Maybe it's the onset of summer and the thought of cramming bodies into too-tight swimming costumes, but there is a sudden mood of restraint in my office.
There is only one man still consuming colossal quantities of pizza and Kentucky Fried Chicken at regular intervals throughout the day, but everybody else is counting the calories and coming out with different means and methods of reducing the waistline.
Those of us who have lived in France will know it's a myth that Frenchwomen don't get fat. I have friends in Paris who swear there is a van that goes round in the early mornings and rounds up anybody at all rotund and takes them away for the day, only releasing them after dark.
Dieting the French way remains a growth industry. First there was a Frenchman whose name I have forgotten, followed by the Frenchwomen Don't Get Fat by Mireille Guiliano, who also wrote a cookbook telling you how to cook things that won't make you fat, to chew slowly and drink a glass of water.
But the real winner is Dr Pierre Dukan, with The Dukan Diet, The Dukan Diet Recipe Book and The Dukan Diet Life Plan. He has sold about half a million of each book in France alone this year. It seems once upon a time the French taught the world how to eat; now they are teaching us how to stop.
And you can see why Dr Pierre is so popular. His diet is full of food, especially "Protein Thursday", and you have to drink gallons of water every day and exercise, but you must lay off the carbohydrates and especially potatoes.
"The idea of Protein Thursday has taken off in France to such an extent that if I find myself in a restaurant with my family on a Thursday, I very often hear other customers around me asking for their fish or meat to be served straight, without vegetables or salad," the Doc told a British newspaper.
But the slim doctor is rather angry. A rival nutritionist in France has accused him of being a quack. When asked who benefited from the Dukan diet, Jean-Michel Cohen replied: "The slimming industry, doctors, pill salesmen, publishers, newspapers … Everyone who has climbed on to the bandwagon of this fantasy."
A court in Paris is now deciding which of the two is right. The business desk may be a bit slow on to this bandwagon. One of our colleagues has just celebrated her first anniversary of following The Dukan Diet, and now she is a slip of a thing, a shadow of her former self. In fact, she has lost so much weight she is being allowed back into France.

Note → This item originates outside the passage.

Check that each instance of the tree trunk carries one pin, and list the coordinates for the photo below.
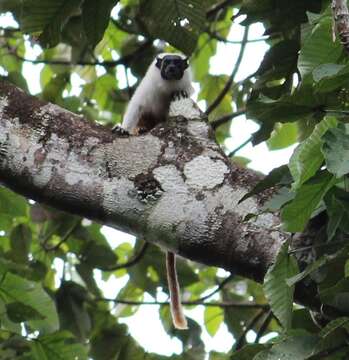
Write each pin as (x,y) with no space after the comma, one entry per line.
(172,186)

I don't hold with diets - the very word makes me want to go and consume a few rounds of hot buttered toast - but I did meet a banker the other day raving about a diet he was following called The 4-Hour Body. It is written by Timothy Ferriss, a rather eccentric young American whose previous book, The 4-Hour Workweek, was a best-seller everywhere but France, where they thought it sounded a hideous amount of time to spend in the workplace.

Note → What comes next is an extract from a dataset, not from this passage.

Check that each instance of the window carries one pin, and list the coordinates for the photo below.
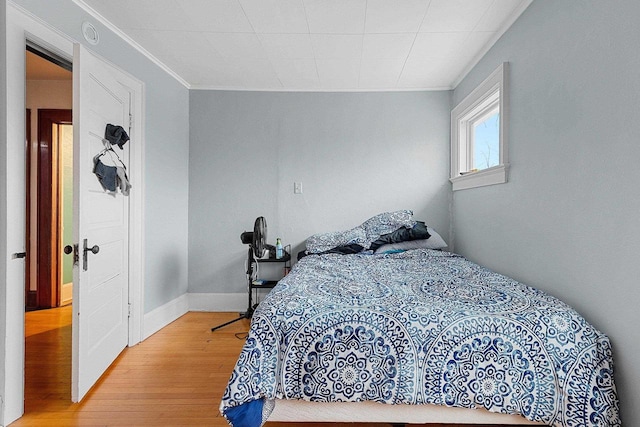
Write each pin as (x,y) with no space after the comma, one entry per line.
(478,135)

Mr Ferriss is a tango dancer who holds the world record for "spinning", whatever that is, outsources the reading of his e-mails to somebody else, does Chinese kick-boxing and is a relentless self-publicist. But he has cobbled together an impressive sounding number of tenets to live by, including Pareto's Law, which suggests about 80 per cent of the results of any endeavour come from just 20 per cent of the effort and time put in. Why put in more than 20 per cent effort? he asks, and he has a point.
The New York Times said his book reads as if "The New England Journal of Medicine had been hijacked by the editors of the SkyMall catalog". I don't know what the SkyMall catalog is, or even if that is the right way to spell it, but the book certainly sounds mad.
"Overfat? Try timed protein and pre-meal lemon juice. Undermuscled? Try ginger and sauerkraut. Can't sleep? Try upping your saturated fat or using cold exposure," Mr Ferriss writes in an extract.
I don't understand a word of this. The answer is to avoid French dieticians, mad American self-publicists and beaches, and if you must go swimming, wear a burkini.
Far better to head straight to Beaujolais Restaurant on Hamdan Street, which feels like France in the 1950s, where it is still acceptable to eat a proper lunch, even if it ends at cocktail hour.